Patchwork [7/8] oe-git-proxy.sh: Add a new comprehensive git proxy script

login
register
mail settings
Submitter Darren Hart
Date Feb. 5, 2013, 10:31 a.m.
Message ID <41381da878685b601c62d446795c38119f08941b.1360059615.git.dvhart@linux.intel.com>
Download mbox | patch
Permalink /patch/44087/
State New
Headers show

Comments

Darren Hart - Feb. 5, 2013, 10:31 a.m.
oe-git-proxy.sh is a simple tool to be used via GIT_PROXY_COMMAND. It
uses BSD netcat to make SOCKS5 or HTTPS proxy connections. It uses
ALL_PROXY to determine the proxy server, protocol, and port. It uses
NO_PROXY to skip using the proxy for a comma delimited list of hosts,
host globs (*.example.com), IPs, or CIDR masks (192.168.1.0/24).
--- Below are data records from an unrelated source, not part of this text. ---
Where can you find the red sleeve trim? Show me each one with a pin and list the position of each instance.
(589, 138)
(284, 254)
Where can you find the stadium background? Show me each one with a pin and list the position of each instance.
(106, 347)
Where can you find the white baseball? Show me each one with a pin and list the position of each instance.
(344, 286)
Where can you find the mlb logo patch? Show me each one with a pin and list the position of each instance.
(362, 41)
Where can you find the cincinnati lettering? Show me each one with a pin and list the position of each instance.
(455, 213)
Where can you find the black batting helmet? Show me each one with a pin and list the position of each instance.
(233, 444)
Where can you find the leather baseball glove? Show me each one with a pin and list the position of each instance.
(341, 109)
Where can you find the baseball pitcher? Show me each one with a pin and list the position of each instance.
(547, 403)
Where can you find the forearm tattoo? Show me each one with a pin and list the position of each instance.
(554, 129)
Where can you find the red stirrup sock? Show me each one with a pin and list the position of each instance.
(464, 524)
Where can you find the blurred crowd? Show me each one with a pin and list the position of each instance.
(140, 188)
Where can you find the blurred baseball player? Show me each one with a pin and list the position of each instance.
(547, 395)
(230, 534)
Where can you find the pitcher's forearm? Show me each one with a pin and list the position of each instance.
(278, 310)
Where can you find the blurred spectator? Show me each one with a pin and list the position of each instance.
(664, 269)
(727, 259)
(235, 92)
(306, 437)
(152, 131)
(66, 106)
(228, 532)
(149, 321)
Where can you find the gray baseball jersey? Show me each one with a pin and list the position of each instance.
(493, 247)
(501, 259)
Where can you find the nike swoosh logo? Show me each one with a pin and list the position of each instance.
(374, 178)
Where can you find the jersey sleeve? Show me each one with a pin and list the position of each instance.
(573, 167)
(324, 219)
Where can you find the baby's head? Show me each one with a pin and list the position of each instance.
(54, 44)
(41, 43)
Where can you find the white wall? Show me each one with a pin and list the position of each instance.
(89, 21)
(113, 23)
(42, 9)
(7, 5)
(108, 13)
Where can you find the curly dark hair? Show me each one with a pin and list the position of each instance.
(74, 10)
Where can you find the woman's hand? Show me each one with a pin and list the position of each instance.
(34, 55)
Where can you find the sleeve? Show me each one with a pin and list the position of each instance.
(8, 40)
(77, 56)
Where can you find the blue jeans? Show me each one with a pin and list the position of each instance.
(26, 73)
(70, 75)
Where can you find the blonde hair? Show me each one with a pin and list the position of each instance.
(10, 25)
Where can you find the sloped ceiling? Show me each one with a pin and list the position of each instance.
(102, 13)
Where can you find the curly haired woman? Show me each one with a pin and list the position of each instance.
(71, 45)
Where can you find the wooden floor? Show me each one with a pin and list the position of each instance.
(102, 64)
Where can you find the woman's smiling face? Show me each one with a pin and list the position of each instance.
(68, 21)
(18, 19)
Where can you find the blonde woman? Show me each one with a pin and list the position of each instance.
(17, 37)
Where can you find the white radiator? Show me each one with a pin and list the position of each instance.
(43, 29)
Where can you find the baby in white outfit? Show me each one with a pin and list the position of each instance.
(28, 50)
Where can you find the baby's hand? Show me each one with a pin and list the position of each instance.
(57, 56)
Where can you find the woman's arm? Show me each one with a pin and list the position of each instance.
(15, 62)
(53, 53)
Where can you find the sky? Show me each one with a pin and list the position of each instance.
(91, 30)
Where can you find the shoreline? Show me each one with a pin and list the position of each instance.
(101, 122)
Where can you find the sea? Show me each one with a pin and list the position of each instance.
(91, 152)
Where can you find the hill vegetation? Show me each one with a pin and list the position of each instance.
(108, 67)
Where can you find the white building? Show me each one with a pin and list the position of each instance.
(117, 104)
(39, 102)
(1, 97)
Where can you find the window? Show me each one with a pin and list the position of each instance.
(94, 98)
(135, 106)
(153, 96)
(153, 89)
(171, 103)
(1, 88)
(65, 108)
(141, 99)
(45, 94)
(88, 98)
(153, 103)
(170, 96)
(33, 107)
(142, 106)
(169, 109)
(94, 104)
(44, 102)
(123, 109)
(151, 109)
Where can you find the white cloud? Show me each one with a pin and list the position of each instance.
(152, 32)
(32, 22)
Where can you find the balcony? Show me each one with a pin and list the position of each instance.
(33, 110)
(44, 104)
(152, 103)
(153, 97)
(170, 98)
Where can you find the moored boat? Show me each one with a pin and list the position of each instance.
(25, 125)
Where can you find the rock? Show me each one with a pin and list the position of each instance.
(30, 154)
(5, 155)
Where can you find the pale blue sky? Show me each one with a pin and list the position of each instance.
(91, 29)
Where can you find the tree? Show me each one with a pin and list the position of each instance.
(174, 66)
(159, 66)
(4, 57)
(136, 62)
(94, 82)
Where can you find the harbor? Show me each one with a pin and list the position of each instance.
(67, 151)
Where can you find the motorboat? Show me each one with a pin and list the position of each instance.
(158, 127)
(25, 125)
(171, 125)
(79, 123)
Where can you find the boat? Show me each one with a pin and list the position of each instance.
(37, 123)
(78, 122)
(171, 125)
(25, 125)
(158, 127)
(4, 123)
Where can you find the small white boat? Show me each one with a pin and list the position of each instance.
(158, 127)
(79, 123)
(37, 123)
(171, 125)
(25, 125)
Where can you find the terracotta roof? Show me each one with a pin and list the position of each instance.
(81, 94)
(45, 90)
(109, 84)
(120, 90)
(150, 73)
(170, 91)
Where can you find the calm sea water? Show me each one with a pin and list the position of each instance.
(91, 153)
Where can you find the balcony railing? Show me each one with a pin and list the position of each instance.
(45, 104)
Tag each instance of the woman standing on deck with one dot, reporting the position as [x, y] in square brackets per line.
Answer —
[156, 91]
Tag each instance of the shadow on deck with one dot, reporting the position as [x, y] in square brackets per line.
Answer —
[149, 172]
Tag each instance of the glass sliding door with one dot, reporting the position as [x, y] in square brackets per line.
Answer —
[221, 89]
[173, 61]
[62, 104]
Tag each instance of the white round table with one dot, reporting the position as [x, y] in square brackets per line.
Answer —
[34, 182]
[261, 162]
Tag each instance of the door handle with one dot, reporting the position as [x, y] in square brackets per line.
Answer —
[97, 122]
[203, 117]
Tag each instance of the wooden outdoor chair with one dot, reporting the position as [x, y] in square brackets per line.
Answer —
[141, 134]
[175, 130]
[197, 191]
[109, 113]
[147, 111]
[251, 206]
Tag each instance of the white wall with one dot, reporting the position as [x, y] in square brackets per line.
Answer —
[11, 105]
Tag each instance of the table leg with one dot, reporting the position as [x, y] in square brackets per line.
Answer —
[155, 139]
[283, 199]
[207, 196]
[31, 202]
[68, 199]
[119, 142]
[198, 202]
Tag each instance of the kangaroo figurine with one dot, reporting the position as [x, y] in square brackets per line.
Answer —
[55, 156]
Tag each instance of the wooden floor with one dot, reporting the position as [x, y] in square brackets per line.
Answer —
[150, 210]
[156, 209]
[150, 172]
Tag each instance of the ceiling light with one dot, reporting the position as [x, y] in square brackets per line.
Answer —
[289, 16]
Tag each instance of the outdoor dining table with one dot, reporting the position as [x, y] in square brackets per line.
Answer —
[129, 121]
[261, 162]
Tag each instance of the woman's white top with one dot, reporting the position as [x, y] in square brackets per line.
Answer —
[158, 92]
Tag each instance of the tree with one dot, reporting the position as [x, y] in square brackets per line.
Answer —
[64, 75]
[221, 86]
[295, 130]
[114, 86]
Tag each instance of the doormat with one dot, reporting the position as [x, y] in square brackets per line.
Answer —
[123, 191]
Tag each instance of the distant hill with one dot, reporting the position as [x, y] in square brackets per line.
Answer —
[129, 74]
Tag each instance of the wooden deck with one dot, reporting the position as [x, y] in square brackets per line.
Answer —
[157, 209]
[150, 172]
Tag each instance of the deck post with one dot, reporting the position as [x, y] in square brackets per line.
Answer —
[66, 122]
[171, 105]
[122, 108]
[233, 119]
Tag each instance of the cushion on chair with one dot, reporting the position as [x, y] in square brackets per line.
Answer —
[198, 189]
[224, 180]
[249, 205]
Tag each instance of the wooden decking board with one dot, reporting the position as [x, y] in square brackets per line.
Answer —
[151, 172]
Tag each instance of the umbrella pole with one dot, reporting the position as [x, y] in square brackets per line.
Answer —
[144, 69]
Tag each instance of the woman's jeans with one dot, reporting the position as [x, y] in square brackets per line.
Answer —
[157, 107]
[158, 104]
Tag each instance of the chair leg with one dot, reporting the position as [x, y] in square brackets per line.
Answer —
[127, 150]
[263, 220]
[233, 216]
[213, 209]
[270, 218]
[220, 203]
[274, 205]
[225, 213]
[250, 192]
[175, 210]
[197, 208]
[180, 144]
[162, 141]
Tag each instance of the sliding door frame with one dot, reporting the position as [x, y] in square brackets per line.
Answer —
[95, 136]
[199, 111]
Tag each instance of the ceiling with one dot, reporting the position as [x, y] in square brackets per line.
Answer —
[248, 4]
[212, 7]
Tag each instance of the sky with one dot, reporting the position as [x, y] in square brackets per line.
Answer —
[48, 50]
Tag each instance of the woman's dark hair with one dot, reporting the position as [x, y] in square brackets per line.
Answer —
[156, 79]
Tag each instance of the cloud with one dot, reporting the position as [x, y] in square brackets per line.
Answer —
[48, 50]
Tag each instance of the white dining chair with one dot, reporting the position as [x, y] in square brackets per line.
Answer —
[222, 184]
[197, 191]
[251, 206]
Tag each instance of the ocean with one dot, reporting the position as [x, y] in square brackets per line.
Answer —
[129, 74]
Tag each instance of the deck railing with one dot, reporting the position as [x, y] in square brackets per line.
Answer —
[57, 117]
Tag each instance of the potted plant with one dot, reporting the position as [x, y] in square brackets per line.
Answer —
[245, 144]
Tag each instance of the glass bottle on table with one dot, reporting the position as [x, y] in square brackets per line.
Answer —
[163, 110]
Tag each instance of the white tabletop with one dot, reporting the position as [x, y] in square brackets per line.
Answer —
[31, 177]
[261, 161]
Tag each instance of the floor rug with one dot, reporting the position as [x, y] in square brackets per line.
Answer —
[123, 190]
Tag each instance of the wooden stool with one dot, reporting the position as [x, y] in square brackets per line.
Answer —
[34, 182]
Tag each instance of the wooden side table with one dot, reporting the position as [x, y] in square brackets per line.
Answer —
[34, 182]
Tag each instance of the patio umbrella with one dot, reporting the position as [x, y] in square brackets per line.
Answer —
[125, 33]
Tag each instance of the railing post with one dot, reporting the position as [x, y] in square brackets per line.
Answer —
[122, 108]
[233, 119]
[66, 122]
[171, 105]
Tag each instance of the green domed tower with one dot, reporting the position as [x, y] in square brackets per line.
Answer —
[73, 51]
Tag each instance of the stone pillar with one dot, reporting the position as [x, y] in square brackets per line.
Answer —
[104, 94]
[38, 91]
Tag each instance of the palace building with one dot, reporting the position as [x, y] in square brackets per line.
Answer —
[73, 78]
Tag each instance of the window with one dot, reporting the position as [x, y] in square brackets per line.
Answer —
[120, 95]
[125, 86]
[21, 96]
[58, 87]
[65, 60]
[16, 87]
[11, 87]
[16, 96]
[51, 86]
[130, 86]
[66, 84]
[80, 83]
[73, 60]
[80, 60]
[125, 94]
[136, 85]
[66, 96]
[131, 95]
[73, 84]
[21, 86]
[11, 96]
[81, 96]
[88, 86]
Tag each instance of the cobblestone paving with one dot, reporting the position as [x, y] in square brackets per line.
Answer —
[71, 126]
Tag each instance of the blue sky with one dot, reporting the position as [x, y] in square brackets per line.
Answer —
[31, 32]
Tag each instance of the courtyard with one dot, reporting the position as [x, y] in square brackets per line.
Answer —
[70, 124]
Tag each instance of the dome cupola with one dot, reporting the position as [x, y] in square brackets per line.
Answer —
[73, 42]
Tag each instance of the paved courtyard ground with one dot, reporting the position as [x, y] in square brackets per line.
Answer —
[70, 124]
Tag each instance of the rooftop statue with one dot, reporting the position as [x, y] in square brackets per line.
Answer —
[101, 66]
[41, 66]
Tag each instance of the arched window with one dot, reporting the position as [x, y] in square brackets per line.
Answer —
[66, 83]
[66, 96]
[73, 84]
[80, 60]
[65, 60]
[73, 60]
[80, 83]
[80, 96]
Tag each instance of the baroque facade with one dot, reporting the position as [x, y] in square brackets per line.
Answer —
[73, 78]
It is
known to work with both bash and dash shells.

Signed-off-by: Darren Hart <dvhart@linux.intel.com>
---
 scripts/oe-git-proxy.sh |  125 +++++++++++++++++++++++++++++++++++++++++++++++
 1 files changed, 125 insertions(+), 0 deletions(-)
 create mode 100755 scripts/oe-git-proxy.sh
Enrico Scholz - Feb. 5, 2013, 11:16 a.m.
Darren Hart <dvhart-VuQAYsv1563Yd54FQh9/CA@public.gmane.org> writes:

> +	$NC -X connect $*

why '$*' but not '"$@*"'?


> +$NC $METHOD $*

ditto


Enrico
Darren Hart - Feb. 5, 2013, 4:20 p.m.
On 02/05/2013 03:16 AM, Enrico Scholz wrote:
> 
> 
> Darren Hart <dvhart-VuQAYsv1563Yd54FQh9/CA@public.gmane.org> writes:
> 
>> +	$NC -X connect $*
> 
> why '$*' but not '"$@*"'?
> 
> 
>> +$NC $METHOD $*
> 
> ditto

I'm not familiar with $@*

As for $* versus $@, the issue is how the arguments are presented. $* as
a single word, $@ each argument is quoted separately. I believe I ran
into issues with $@. I haven't had any trouble with $*. Is there a
particular use case where you can see this failing as is?
Enrico Scholz - Feb. 5, 2013, 4:36 p.m.
Darren Hart <dvhart@linux.intel.com> writes:

>>> +	$NC -X connect $*
>> 
>> why '$*' but not '"$@*"'?
>> 
> I'm not familiar with $@*

sorry... I meant "$@"


> As for $* versus $@, the issue is how the arguments are presented. $*
> as a single word, $@ each argument is quoted separately. I believe I
> ran into issues with $@. I haven't had any trouble with $*.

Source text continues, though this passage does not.